If you do think about your breath, it's probably only when you're running out of it! And that feeling of shortness of breath – whether it's panting after running for a bus, or gasping for air during an asthma attack – can induce panic. Breath is, of course, fundamental to being alive. So why do so few of us know how to breathe properly? One big reason is because we sit so much causing our pelvis to get out of alignment. This, in turn, forces our breathing to come from our chest – similar to smoking. Have you heard the expression “Sitting is the new smoking disease”?
Paying attention to your breathing can be the best preventative treatment for numerous health issues – notably asthma and high blood pressure, but even aches and pains picked up from bad upper body posture – as well as leading to a better awareness of your sense of self. It can also greatly reduce stress levels.
We tend to take small sips of a breath and hold it when we're anxious, both of which can have a ripple effect through the system. One bad habit, like shallow breathing, triggers another. Breathing incorrectly can make you more susceptible to lower back pain and poor posture. When clients start personal training with me, breathing is one of the first things we address because of the impact it can have on movement and the muscles.
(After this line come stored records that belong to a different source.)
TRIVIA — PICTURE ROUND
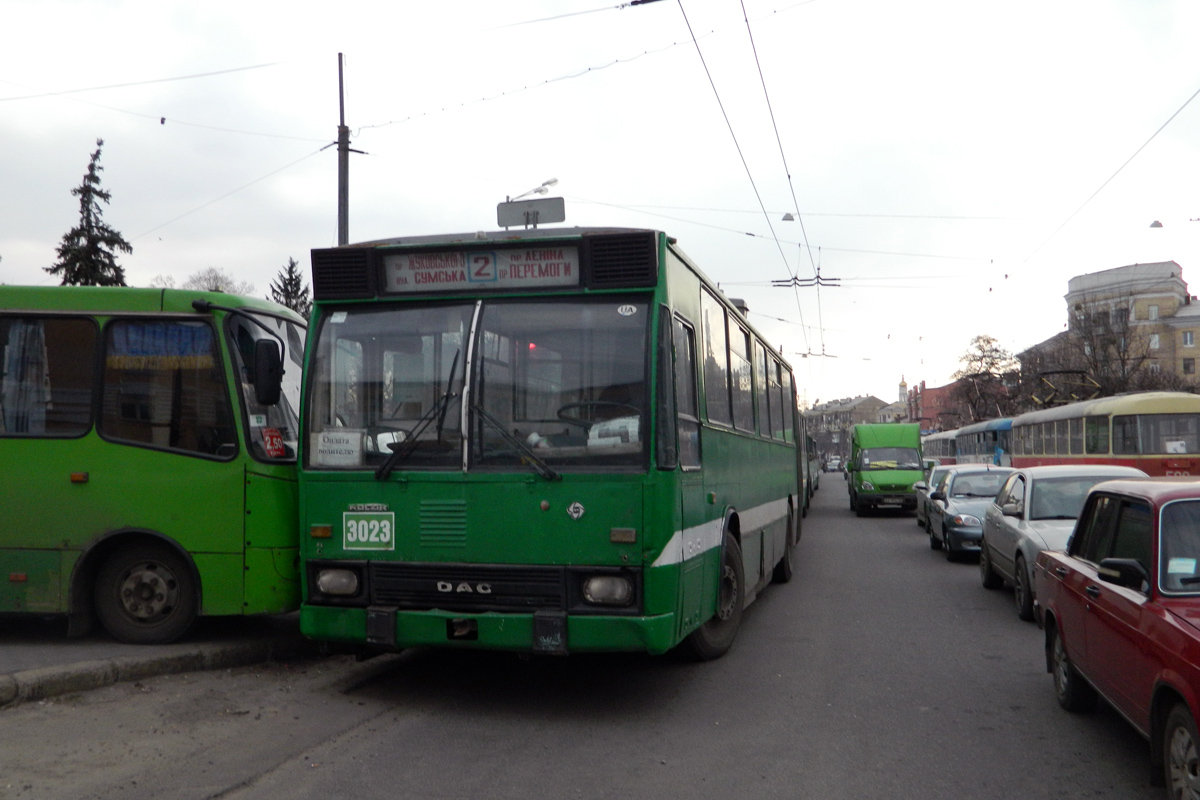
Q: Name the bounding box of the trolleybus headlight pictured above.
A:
[317,570,359,597]
[582,575,634,606]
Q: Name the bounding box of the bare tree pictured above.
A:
[1066,296,1150,396]
[180,266,254,295]
[950,335,1019,421]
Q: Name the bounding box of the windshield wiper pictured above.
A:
[470,404,563,481]
[376,350,461,481]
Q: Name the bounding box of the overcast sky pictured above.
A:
[0,0,1200,404]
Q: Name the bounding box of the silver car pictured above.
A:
[979,464,1148,620]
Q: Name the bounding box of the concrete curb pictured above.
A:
[0,637,319,708]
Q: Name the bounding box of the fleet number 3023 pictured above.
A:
[342,511,396,551]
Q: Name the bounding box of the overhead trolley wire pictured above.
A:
[677,0,811,349]
[1022,80,1200,264]
[740,0,824,353]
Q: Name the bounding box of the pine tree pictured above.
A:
[43,139,133,287]
[269,257,312,319]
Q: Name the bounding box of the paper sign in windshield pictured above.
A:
[383,247,580,291]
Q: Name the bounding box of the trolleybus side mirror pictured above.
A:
[254,339,283,405]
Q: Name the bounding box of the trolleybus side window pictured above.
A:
[0,317,96,437]
[100,319,238,458]
[779,365,796,441]
[700,289,733,425]
[1084,416,1109,455]
[674,319,700,469]
[754,341,770,439]
[767,359,786,441]
[730,319,754,433]
[1112,415,1141,453]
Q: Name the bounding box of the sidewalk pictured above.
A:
[0,614,319,708]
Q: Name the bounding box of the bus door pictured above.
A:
[673,318,715,633]
[90,317,246,614]
[0,315,100,613]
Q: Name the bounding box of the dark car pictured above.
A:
[913,464,949,530]
[1033,479,1200,798]
[928,464,1013,561]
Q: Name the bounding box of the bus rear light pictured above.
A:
[581,575,634,606]
[317,570,359,597]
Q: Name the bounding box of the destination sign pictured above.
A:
[383,246,580,291]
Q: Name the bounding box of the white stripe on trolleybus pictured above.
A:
[650,498,787,566]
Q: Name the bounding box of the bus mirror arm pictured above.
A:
[254,339,283,405]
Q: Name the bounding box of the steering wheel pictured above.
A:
[554,401,642,431]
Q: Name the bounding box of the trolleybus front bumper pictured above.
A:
[300,604,678,655]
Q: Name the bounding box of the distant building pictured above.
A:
[876,375,908,422]
[804,395,887,461]
[1016,261,1200,403]
[907,380,970,432]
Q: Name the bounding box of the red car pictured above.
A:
[1033,479,1200,798]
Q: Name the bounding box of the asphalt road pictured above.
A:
[0,474,1163,800]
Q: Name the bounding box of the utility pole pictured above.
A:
[337,53,350,246]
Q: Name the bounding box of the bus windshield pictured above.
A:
[307,295,649,474]
[473,296,648,467]
[227,309,305,462]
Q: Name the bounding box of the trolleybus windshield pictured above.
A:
[307,295,649,475]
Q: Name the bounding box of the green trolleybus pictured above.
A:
[300,228,803,660]
[0,287,305,644]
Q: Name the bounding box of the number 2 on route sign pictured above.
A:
[342,511,396,551]
[467,253,496,283]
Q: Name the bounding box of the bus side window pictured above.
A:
[100,319,238,457]
[754,342,770,439]
[1084,416,1109,455]
[780,365,796,443]
[0,318,96,437]
[767,359,787,441]
[700,289,733,426]
[674,319,700,468]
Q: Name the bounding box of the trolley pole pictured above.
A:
[337,53,350,246]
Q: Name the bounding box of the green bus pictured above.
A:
[0,285,306,644]
[300,228,803,660]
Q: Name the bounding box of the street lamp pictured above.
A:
[504,178,558,203]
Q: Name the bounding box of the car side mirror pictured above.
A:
[254,339,283,405]
[1098,559,1150,591]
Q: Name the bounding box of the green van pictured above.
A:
[846,422,923,517]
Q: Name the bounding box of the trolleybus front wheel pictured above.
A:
[683,531,745,661]
[96,542,197,644]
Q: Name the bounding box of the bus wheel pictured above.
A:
[770,506,797,583]
[96,542,197,644]
[683,531,744,661]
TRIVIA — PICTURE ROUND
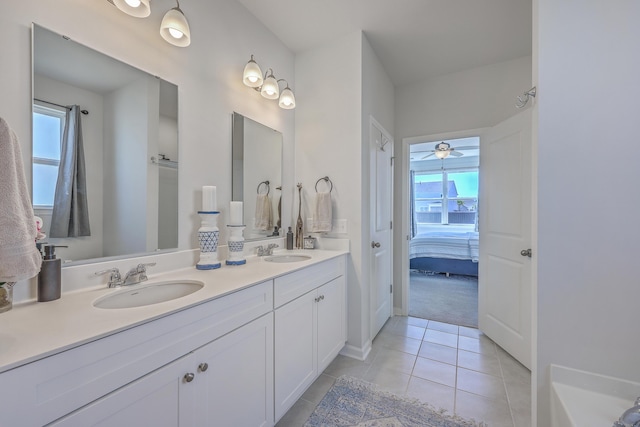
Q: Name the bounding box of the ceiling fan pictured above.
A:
[421,141,478,160]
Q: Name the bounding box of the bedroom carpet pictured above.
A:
[409,271,478,328]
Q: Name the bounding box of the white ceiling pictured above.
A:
[238,0,532,86]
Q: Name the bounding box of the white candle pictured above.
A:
[202,185,218,212]
[229,202,243,225]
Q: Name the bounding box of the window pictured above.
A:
[413,168,478,225]
[33,105,66,208]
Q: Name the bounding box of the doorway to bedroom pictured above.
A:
[408,136,480,328]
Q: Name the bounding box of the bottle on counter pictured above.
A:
[287,227,293,250]
[38,245,66,302]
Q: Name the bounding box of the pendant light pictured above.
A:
[107,0,151,18]
[242,55,263,87]
[159,0,191,47]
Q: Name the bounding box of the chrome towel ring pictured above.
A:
[256,181,271,196]
[316,176,333,193]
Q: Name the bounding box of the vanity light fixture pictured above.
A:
[242,55,296,110]
[107,0,191,47]
[160,0,191,47]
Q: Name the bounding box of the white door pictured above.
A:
[478,109,535,369]
[369,119,393,339]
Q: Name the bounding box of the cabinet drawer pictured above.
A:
[0,280,273,425]
[274,256,344,308]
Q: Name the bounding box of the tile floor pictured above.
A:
[276,316,531,427]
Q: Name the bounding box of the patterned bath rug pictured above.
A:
[304,376,488,427]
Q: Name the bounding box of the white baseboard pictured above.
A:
[340,340,371,361]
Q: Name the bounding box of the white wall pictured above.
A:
[103,77,151,256]
[393,56,532,313]
[32,75,104,260]
[395,56,531,143]
[0,0,297,300]
[534,0,640,426]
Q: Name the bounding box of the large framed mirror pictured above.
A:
[231,113,282,240]
[31,24,179,263]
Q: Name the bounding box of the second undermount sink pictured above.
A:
[93,280,204,308]
[264,255,311,262]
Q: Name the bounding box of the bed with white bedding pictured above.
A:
[409,230,479,276]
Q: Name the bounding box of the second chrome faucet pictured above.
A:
[95,262,156,288]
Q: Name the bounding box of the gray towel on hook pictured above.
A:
[0,117,42,282]
[254,194,273,230]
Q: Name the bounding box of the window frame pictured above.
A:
[31,102,67,210]
[411,166,480,227]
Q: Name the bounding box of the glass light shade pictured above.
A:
[435,150,449,159]
[110,0,151,18]
[160,7,191,47]
[278,86,296,110]
[242,55,262,87]
[260,72,280,99]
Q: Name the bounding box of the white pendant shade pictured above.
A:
[242,55,262,87]
[160,7,191,47]
[435,150,449,159]
[111,0,151,18]
[278,86,296,110]
[260,74,280,99]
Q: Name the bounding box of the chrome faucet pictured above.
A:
[256,243,278,256]
[122,262,156,286]
[95,262,156,288]
[613,397,640,427]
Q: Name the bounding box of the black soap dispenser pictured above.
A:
[287,227,293,250]
[38,245,66,302]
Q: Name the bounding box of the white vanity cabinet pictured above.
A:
[274,257,346,421]
[51,313,273,427]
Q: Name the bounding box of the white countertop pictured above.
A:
[0,250,348,372]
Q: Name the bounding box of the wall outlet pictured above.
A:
[331,219,347,234]
[305,218,347,235]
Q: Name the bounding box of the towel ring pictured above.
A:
[316,176,333,193]
[256,181,271,196]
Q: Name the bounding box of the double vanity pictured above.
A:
[0,250,347,426]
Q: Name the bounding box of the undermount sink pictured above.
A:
[93,280,204,308]
[264,255,311,262]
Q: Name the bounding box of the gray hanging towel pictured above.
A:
[49,105,91,237]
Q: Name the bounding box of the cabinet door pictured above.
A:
[275,291,317,420]
[192,313,274,427]
[317,276,346,373]
[49,355,195,427]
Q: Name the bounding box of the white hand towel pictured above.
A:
[0,117,42,282]
[254,194,273,230]
[311,192,333,232]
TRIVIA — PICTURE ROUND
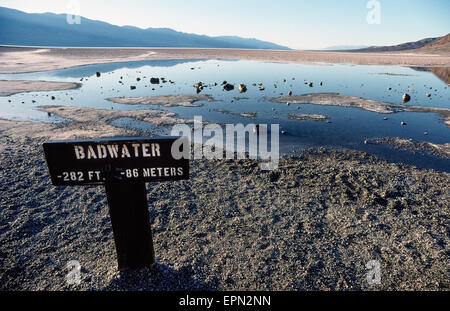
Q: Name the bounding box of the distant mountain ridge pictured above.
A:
[352,35,449,52]
[0,7,289,50]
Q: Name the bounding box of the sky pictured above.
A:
[0,0,450,49]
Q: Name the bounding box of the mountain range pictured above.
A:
[352,34,450,52]
[0,7,289,50]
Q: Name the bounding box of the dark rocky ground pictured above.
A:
[0,136,450,290]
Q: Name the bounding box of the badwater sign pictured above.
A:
[43,137,189,270]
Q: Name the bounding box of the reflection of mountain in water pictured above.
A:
[411,67,450,85]
[44,59,204,78]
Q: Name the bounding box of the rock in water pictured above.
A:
[402,93,411,103]
[223,83,234,91]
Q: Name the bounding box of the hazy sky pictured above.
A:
[0,0,450,49]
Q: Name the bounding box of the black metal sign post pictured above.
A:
[44,137,189,270]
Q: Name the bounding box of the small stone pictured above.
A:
[402,93,411,103]
[223,83,234,91]
[238,83,247,93]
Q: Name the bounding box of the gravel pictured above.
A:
[0,135,450,290]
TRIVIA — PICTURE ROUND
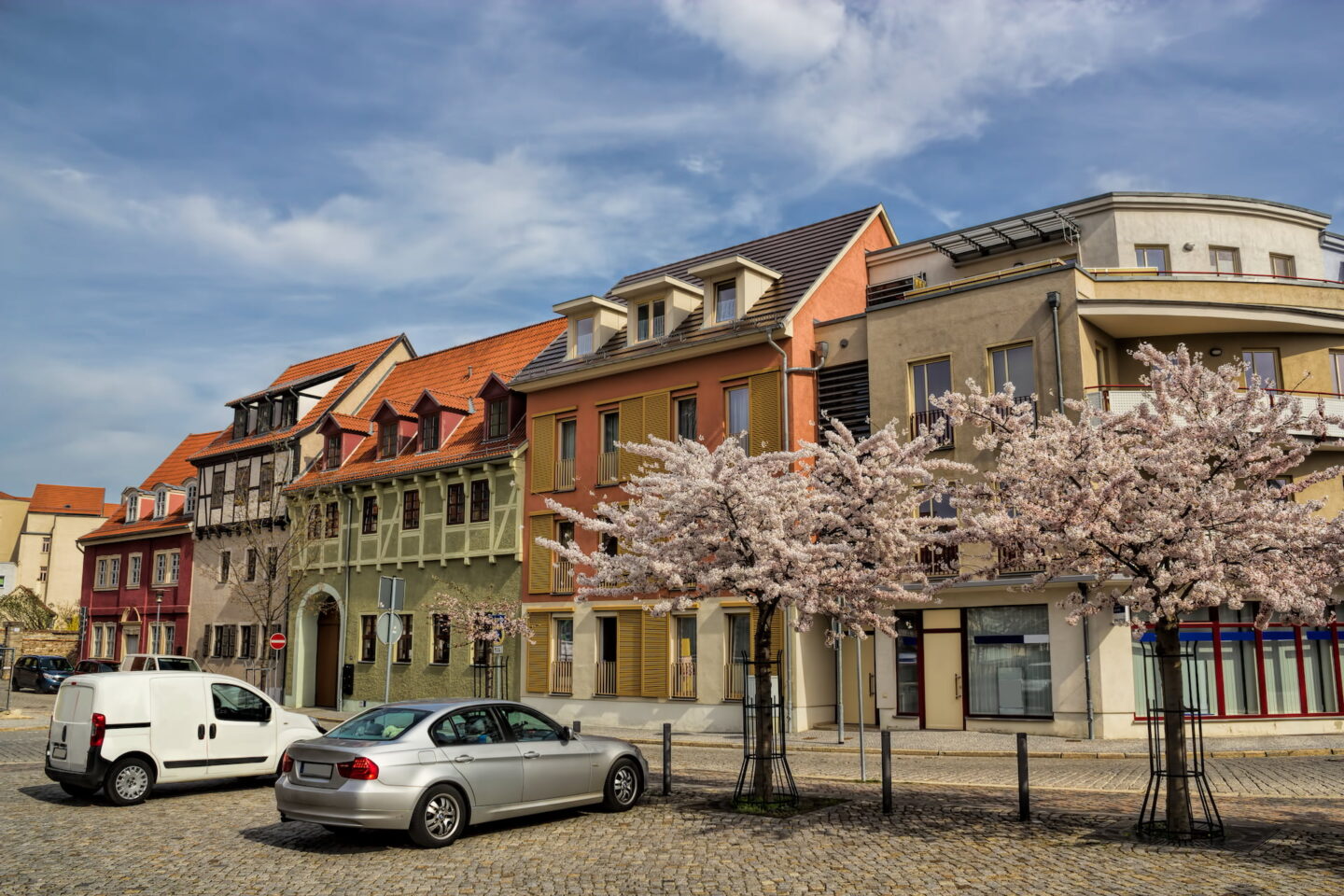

Breathing properly helps to keep the mind open, enabling you to think about who you are and what and why you're doing something. But primarily, if you breathe in the right way, you'll have better digestion, your balance will be improved, and you'll develop an optimum posture.
The exercises below are to help you identify your own breathing patterns and consciousness of your breath. After doing them, you should slowly start to learn be more aware of how you breathe and start feeling the positive effects. To breathe the right way, your stomach must inflate rather than your chest. You will notice the difference within a week and feel much better for a long time afterwards.
Learning how to breathe from the abdomen (diaphragm) is very important: firstly because the blood in the lowest part of the lungs is the richest for oxygen. Secondly, if you put all the stress for your body support and breathing on your upper chest and shoulders, this will tighten up your neck and shoulder muscles and eventually your arms. This often leads to problems such as headaches, rotator cuff issues, a stiff neck, elbow and wrist tendonitis due to the lack of flexibility in those areas due to poor breathing habits.
HOW TO BREATHE PROPERLY
* Learn to 'focus on your belly button moving out and in’
This is to help you visualize your breath coming from the deeper part of the lungs and helps you to stop shallow breathing. Use this image whenever doing breathing exercises.
* Relax your breathing mechanisms
Stand with your back against a wall and heels touching the wall and hip-width apart. Relax your shoulders. Soften your joints – ankles, knees, hips. Put both hands over your belly button. Close your eyes and focus on moving your belly button out like Santa when you inhale and in like the Pillsbury Dough Boy when you exhale. We tend to "breathe backwards" (hunching our shoulders and sucking our stomachs in when we take a deep breath)
* Practice wide breathing
Feel yourself expand as you breathe. Place your hands just above your hips on your bottom ribs – you should feel these expand in and out as you breathe. There is a belt of muscles under the diaphragm and that's what's sending the breath out. To expand your breath capacity this is what you should concentrate on: it will help give you a longer stream of breath.
* Try singing breathing
Lay on your back with your knees bent and feet close to your butt. Place both hands, one on top of the other, over your stomach (using the belly button as the central point). Breathe in and feel your stomach expand; breathe out and push the stomach gently back in with it. Singers often sing laying on their back to learn to sing from their diaphragm.